Most marketers have an event calendar sitting proudly on their desktop. It’s a timely reminder to schedule social media posts, design themed web graphics and maybe even write a blog or two about a related topic. And it gets engagement, because consumers are used to being marketed to in this way.
But where does place marketing fit into this? Should a strategy that impacts communities extend to temporary themed events designed to jump on the latest trends?
Yes – if developed effectively, and with the community (in addition to sales or brand awareness) at its heart.
Place marketing’s role in placemaking
Placemaking typically solves a problem for the community. Place marketing, however, aims to sell a solution – ultimately encouraging people to engage with a brand, or spend/use a product or service. Though place marketing also helps to create a great place to live, work or visit, the end goal is a little more commercial.
When it comes to seasonal place marketing the objective is to promote a brand (even if it’s a place brand), and using annual trends forms the campaign’s foundation.
Temporary structures are particularly effective. Not long ago Trinity Leeds installed a giant animatronic T-Rex at the centre of the shopping centre, applying various seasonal features such as an extra-large flat cap to celebrate Yorkshire Day.
Manchester’s Monster Invasion has also been extremely popular with tourists. With different monsters clambering rooftops across the city, the feature gives regular city-dwellers and locals a chance to explore with fresh eyes and also attracts families and fun-seekers who want to see something different. It’s not as impressive as the Liverpool Giants, but it did link in wonderfully with Halloween.
Using seasonal events as part of a wider campaign strategy
Seasonal marketing campaigns use a particular time of year to engage with loyal and new customers. Campaign examples such as an Easter giveaway or a summer-themed office launch (complete with ice cold cocktails) can be executed online or offline.
Temporary or regular events can be a great addition to these seasonal marketing campaigns. Whether wrapped up as part of an overall campaign theme, or run separately on their own, events such as wreath making classes or branded pop-up events helps bring people together. There is a slight element of placemaking to this also – as it encourages a community to celebrate being part of something greater and inspires them to connect with the place.
Think about everything from high-profile music festivals right through to community Bonfire Night firework displays. Note how many people the event attracts. Event success may vary according to the season so it’s important to consider these environmental factors and follow an appropriate events calendar.
The lesson place marketers can learn is to develop events that fundamentally compliment the place and its values, whilst adapting them to fit the seasons. If there’s a large skateboard community why not try to install a temporary snowboarding space? This is likely to be more effective than trying to shoehorn an active community into another space, such as arts and crafts.
REI’s #OptOutside campaign is notable – by encouraging people to boycott Black Friday, the outdoor clothes retailer proved genuinely loyal to its target consumers who preferred to head outside rather than battle the sales. By adding an extra element of place marketing, such as organising outdoor events for customers to participate in, this campaign could grow even further.

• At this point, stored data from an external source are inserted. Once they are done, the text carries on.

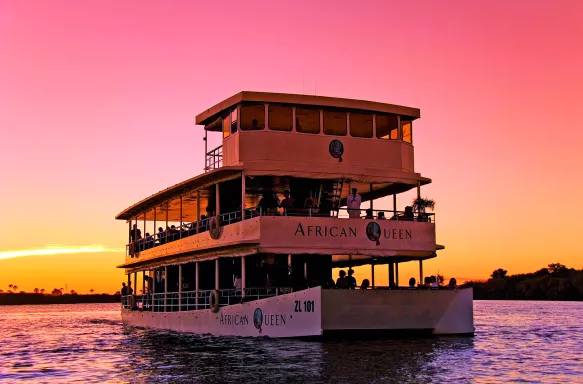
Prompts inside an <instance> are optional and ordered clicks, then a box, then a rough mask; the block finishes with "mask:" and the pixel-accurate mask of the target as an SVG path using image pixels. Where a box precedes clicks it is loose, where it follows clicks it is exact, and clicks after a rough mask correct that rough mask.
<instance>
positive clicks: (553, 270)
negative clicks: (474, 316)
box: [461, 263, 583, 301]
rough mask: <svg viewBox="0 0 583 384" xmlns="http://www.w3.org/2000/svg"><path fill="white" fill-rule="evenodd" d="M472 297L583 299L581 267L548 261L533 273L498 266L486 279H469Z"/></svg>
mask: <svg viewBox="0 0 583 384" xmlns="http://www.w3.org/2000/svg"><path fill="white" fill-rule="evenodd" d="M461 287H462V288H465V287H473V288H474V299H475V300H565V301H567V300H569V301H577V300H583V269H581V270H577V269H574V268H567V267H566V266H564V265H562V264H560V263H553V264H549V265H548V267H547V268H541V269H539V270H538V271H536V272H532V273H521V274H516V275H508V271H506V270H505V269H502V268H499V269H496V270H495V271H494V272H492V275H491V276H490V278H489V279H488V280H485V281H468V282H466V283H464V284H463V285H462V286H461Z"/></svg>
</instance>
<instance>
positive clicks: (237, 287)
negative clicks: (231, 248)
mask: <svg viewBox="0 0 583 384" xmlns="http://www.w3.org/2000/svg"><path fill="white" fill-rule="evenodd" d="M241 286H242V282H241V278H239V276H237V275H236V274H235V275H233V287H234V288H235V289H239V290H240V289H241Z"/></svg>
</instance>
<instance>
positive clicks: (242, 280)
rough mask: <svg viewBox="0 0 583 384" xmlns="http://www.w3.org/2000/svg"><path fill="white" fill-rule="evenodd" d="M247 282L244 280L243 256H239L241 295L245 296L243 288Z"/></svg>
mask: <svg viewBox="0 0 583 384" xmlns="http://www.w3.org/2000/svg"><path fill="white" fill-rule="evenodd" d="M246 287H247V284H246V282H245V256H241V297H245V288H246Z"/></svg>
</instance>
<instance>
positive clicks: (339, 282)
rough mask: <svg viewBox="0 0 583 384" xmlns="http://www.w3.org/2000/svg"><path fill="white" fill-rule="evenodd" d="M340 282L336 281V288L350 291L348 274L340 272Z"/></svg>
mask: <svg viewBox="0 0 583 384" xmlns="http://www.w3.org/2000/svg"><path fill="white" fill-rule="evenodd" d="M338 276H340V277H338V280H336V288H338V289H348V280H347V279H346V272H344V271H343V270H340V272H338Z"/></svg>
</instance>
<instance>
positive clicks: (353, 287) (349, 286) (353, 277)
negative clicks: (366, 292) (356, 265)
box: [346, 268, 356, 289]
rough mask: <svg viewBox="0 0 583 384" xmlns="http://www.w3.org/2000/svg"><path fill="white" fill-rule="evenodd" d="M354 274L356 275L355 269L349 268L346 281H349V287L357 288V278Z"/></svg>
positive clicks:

Seasonal marketing can contribute to the success of a place
One or two seasonal events will not create a successful place. Yes, it may help generate temporary footfall. Yes, a few events may seem like a big commitment that deserves great reward. But will it help transform local perceptions and boost the economy and community spirit? Not long-term.
A thorough place marketing strategy, complete with a full events calendar, relies on responding to the needs of its community. A Halloween-themed sculpture is likely to cause a stir, but will simmer down again quickly. However, involving local community craft groups and creating a themed parade could be much more effective.
All marketers, particularly place marketing specialists, need to recognise the true impact of creating meaningful change – and how to individually implement this change through effective marketing.